Oddbean new post about | logout
 nostr:nprofile1qy88wumn8ghj7mn0wvhxcmmv9uqjqamnwvaz7tmwdaehgu3wv45kuatwv3a8wctw0f5kwtnnwpskxef0qyf8wumn8ghj7mn0wd68yat99e3k7mf0qyfhwumn8ghj7mmxve3ksctfdch8qatz9uq32amnwvaz7tmjv4kxz7fwv3sk6atn9e5k7tcqyrhprfwl7sxpnf247s07g26g7q8xrry3yftz9t3hkmptkeahd38yjk8vj6z  this relay testing tool is pretty awesome... finding so many bugs i need to fix

i've filed an issue about the events with control characters though, they should not be accepted? or what is the deal with that? it's technically invalid json to have linebreaks in a string isn't it? (or backspaces or form feeds or tab characters)

should i be returning an error for that case and refusing to save it or what? nip-01 seems to imply that such an event should not be accepted 
 Glad it is helping.  I discovered a handful of chorus bugs with it myself.

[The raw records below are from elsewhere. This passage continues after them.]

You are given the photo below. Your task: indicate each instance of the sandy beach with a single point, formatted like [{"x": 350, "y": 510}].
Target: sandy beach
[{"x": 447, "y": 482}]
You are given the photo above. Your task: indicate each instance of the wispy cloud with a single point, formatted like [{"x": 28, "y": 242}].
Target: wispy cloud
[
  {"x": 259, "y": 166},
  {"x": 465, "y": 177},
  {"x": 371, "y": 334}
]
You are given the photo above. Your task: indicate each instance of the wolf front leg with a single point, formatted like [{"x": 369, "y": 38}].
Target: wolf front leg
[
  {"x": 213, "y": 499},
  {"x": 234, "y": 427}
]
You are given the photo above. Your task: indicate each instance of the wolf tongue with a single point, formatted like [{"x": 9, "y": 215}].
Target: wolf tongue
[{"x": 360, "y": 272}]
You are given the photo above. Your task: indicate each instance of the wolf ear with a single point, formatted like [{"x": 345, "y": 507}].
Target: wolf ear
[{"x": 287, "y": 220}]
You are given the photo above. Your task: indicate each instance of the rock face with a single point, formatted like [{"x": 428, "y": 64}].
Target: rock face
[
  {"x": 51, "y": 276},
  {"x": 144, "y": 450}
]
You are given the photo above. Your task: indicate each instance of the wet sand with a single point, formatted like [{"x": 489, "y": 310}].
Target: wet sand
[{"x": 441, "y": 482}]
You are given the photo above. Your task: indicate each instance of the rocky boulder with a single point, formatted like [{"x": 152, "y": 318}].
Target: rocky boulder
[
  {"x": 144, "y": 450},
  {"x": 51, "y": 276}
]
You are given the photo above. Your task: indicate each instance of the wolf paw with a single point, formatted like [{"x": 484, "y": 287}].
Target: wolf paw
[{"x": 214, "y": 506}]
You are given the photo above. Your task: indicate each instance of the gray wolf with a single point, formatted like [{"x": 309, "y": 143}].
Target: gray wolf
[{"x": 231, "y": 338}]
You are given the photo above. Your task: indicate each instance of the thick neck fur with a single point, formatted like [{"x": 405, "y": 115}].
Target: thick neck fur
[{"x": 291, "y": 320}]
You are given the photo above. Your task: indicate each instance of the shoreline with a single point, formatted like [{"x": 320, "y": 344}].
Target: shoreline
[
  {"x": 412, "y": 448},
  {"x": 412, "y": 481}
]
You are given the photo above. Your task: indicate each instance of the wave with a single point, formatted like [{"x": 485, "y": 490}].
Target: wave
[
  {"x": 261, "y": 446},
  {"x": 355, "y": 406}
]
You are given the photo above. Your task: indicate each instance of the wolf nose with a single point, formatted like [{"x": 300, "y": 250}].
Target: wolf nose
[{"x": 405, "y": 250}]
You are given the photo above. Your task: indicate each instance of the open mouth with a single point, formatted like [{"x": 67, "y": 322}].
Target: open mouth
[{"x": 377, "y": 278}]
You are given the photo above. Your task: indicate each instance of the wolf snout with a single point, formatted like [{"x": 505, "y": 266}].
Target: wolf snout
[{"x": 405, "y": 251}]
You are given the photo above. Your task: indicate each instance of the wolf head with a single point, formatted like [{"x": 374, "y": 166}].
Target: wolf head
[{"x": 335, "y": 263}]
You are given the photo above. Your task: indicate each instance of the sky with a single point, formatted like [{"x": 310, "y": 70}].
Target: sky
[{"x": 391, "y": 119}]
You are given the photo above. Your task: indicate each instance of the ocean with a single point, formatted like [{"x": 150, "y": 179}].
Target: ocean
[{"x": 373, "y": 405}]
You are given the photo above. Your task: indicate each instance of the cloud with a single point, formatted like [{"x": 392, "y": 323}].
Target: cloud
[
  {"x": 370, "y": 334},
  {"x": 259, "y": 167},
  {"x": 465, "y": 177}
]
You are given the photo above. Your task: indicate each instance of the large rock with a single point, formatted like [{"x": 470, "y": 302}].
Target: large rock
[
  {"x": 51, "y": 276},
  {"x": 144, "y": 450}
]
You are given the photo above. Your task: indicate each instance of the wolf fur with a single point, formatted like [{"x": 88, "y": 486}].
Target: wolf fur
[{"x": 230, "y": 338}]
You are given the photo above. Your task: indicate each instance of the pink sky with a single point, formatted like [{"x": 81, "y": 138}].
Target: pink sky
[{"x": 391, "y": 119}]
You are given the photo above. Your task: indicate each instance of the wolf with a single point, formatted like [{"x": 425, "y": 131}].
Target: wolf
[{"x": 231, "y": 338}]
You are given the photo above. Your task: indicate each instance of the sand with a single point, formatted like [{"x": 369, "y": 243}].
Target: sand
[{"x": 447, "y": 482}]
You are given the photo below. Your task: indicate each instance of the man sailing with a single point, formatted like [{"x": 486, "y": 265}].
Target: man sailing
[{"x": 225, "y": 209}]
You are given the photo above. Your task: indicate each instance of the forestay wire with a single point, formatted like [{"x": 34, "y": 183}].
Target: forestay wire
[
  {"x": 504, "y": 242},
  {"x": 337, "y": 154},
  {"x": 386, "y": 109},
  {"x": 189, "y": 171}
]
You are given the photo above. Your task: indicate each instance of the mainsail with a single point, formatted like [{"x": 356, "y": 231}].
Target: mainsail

I replied on github. NO in this case confusingly means that it does not do the probably-wrong thing. 
 yeah, i think the main issue with strings and escaping is that you can't really predict anything about what's going to be inside the strings, and the primary intent of making the most common possible contrtol characters use the standard C style single is for space efficiency reasons

but \u and \/ need to be kept as i, and octal escapes, basically any number after a backslash, all need to be kept as is

the problem is that these escape codes have literally 3 representations, some have the single letter, and then there is \uXX and \uXXXX and then there is \[0-9] [0-9][0-9] octal codes, so if you decode them, you must re-encode them to the same form for deriving the ID hash

the encoding MUST define the normative encoding and any other form should be correctly accepted and retained as a literal... this pushes the issue off the relay devs and onto the clients where the problem originates anyway

in actual fact, you could even leave all this stuff out in the runtime data format, and just swallow the strings whole and leave them unprocessed  but in general the single letter escapes save memory space...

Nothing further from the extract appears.